Mittwoch, 24. Juni 2015

Rezension: Der Seidenspinner

von Robert Galbraith, alias Joanne K. Rohling erschienen bei blanvalet.


Erschienen am 24. November 2014
Gebundenes Buch mit Schutzumschlag
672 Seiten
 ISBN: 978-3-7645-0515-8

Inhalt laut Verlag
Als der Romanautor Owen Quine spurlos verschwindet, bittet seine Frau den privaten
Ermittler Cormoran Strike um Hilfe. Es ist nicht das erste Mal, dass Quine für einige
Tage abgetaucht ist, und sie möchte, dass Strike ihn findet und nach Hause zurückbringt.
Doch schon zu Beginn seiner Ermittlungen wird Strike klar, dass mehr hinter Quines
Verschwinden steckt, als seine Frau ahnt. Der Schriftsteller hat soeben ein Manuskript
vollendet, das scharfzüngige Porträts beinahe jeder Person aus seinem Bekanntenkreis
enthält. Sollte das Buch veröffentlicht werden, würde es Leben zerstören – zahlreiche
Menschen hätten also allen Grund, Quine zum Schweigen zu bringen.

Als Quine tatsächlich tot aufgefunden wird, brutal ermordet unter bizarren
Umständen,
beginnt ein Wettlauf gegen die Zeit, um das wahre Motiv des skrupellosen Mörders
aufzudecken – eines Mörders, wie Strike ihm noch nie zuvor begegnet ist …

Rezension
Cormoran Strike - Privatdetektiv seines Zeichens - hat seit seinem letzten Falle
(Der Ruf des Kuckucks) richtig zu tun. Endlich ist der Terminkalender gut gefüllt 
und finanziell sieht seine Situation zwar noch nicht rosig, aber auch nicht mehr
ganz so schwarz aus, wie es vorher der Fall war.
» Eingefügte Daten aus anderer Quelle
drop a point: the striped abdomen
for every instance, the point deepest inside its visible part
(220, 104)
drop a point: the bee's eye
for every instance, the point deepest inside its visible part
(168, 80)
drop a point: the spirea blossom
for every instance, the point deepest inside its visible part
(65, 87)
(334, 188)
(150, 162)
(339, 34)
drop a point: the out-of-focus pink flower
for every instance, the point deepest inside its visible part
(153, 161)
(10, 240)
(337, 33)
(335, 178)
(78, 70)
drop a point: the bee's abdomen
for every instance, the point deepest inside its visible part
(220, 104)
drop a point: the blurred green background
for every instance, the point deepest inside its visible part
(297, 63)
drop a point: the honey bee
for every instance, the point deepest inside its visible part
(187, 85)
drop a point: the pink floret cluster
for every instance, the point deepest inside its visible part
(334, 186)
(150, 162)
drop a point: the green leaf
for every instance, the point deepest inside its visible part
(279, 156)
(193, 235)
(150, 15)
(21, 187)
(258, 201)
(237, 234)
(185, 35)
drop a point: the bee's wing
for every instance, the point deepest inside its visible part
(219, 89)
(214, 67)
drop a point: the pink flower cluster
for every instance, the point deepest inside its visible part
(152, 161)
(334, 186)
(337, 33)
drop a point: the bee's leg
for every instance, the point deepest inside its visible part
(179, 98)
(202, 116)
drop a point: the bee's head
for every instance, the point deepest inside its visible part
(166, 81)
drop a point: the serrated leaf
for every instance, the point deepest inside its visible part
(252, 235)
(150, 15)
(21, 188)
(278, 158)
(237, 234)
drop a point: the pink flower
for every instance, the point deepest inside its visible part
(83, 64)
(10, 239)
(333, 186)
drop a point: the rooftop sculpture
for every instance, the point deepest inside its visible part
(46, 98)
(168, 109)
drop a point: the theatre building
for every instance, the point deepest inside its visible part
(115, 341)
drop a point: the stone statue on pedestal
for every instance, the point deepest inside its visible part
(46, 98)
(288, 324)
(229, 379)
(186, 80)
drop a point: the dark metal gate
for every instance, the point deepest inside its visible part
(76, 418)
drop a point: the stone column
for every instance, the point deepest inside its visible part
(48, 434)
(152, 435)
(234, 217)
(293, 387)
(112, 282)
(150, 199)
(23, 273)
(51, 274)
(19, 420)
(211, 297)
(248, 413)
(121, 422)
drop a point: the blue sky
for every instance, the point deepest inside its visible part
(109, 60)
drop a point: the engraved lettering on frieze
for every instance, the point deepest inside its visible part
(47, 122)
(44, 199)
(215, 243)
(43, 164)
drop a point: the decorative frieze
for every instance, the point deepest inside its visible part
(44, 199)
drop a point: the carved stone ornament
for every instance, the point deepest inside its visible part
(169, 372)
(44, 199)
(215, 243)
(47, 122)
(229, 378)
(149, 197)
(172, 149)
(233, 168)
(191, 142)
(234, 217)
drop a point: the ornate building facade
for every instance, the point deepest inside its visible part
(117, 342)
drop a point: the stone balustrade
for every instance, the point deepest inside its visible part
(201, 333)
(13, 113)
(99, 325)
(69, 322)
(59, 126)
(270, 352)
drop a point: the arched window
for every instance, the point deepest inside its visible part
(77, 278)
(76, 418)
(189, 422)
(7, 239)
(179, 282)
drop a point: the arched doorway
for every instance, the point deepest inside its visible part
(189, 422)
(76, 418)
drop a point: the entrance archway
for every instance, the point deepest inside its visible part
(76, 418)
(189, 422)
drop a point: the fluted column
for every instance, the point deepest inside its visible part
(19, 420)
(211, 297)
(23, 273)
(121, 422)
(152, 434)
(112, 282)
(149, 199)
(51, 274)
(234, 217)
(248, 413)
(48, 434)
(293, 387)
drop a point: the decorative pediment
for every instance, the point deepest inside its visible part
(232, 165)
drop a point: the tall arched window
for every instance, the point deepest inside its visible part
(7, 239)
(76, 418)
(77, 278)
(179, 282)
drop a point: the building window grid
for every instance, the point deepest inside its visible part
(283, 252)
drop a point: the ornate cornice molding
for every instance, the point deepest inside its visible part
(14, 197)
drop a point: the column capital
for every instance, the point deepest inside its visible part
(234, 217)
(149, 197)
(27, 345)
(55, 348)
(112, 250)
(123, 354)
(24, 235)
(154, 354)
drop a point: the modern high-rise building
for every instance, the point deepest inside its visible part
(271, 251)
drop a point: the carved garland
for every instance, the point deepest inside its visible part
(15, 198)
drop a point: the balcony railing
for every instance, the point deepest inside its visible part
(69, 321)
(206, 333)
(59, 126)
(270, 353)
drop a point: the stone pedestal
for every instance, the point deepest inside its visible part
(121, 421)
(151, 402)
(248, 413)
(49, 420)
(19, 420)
Als Leonora Quine in seinem Büro erscheint und ihn bittet, ihren Mann, den 
Schriftsteller Owen Quine zu suchen, hat er von Anfang an ein beklemmendes 
Gefühl. Owen verschwindet wohl des Öfteren für ein paar Tage, aber nie so lange.
Was das Ganze noch bedenklicher macht - Owen hatte vor seinem Verschwinden sein 
neuestes Buch beendet und dieses fertige Manuskript, sorgt bei allen, die es in die 
Hände bekommen, für Entsetzen, Wut und Angst, das es tatsächlich veröffentlicht
werden könnte.

Strike macht sich auf die Suche und findet dabei mehr, als ihm lieb ist. Dabei
steht ihm wieder Robin, seine Assistentin, zur Seite.

Fazit
Auf das Wiedersehen mit Cormoran Strike und Robin Ellacott hatte ich mich schon
gefreut und wurde nicht enttäuscht. Dieses Mal konnte ich das Buch regelrecht
genießen, obwohl oder vielleicht sogar weil es, wie auch der erste Teil, sehr 
detailreich geschrieben ist.

Ich denke, genau das macht die Bücher um das Detektivteam aus. Es handelt
sich nicht um einen Krimi, in dem es actiongeladen, spannend und hektisch
zugeht, sondern um einen Roman der zum Lesen-genießen einlädt.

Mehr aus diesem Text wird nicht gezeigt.